Improving the low-end homes market could help Atlanta
Measuring the health of a given metro's housing market is often more art than science. Because there are so many different factors and facets involved, it can be hard to compare one region's market to another. However, there are some indicators that most experts believe are especially representative. Some of these are obvious, such as selling price and for-sale inventory. Others, however, are a little more subtle.
In Atlanta, for instance, many real estate professionals have been paying especially close attention to the least expensive houses, which were hit particularly hard during the downturn. People looking for houses for sale in Atlanta will likely be happy to hear, then, that in the metro and across the country, prices for low-end housing have been steadily rising.
It is difficult for metros to recover from the housing collapse without demand picking up for their lower-tier homes.
"The bulk of the recovery is due to the changes in the bottom and middle tiers," said Stan Humphries, a national housing economist for a real estate analytics firm, according to Atlanta Black Star.
For Atlanta, this is particularly important. The region has some of the least expensive homes in the country, with the cutoff for the lowest tier set at $86,000. For a comparison, the same cutoff in San Francisco is $349,000, according to the source.
The recent news that national prices for low-end homes rose 1 percent from June to July, then, could be good news for cities such as Atlanta, where the sale of less expensive homes is expected to buoy the market in general.
This data supports other recently released information about Atlanta's slowly strengthening market. The most recent Standard & Poor's/Case-Shiller index shows that Atlanta home prices increased 2.6 percent between June and July. This news is certainly welcome, considering that the city's homes are still down nearly 10 percent on a year-over-year basis.
Trying to balance Atlanta's housing market gains with its still-incomplete recovery has proven tough for some analysts.
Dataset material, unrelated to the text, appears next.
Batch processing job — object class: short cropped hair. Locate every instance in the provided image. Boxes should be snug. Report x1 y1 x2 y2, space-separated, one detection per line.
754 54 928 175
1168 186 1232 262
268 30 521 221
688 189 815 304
A recent article from The Washington Post pointed out that, despite Atlanta's seemingly stubborn refusal to fully recover, there are positive signs mounting on the horizon. According to the source, the number of housing permits issued in the first seven months of 2012 was up 78 percent from the same period in 2011. This optimism on the part of builders - which hasn't yet been reflected in sales numbers - could be one reason why housing prices remain so low in the area. With bottom-tier home prices rising and building speeding up, now might be a good time to consider buying one of the homes for sale in Atlanta.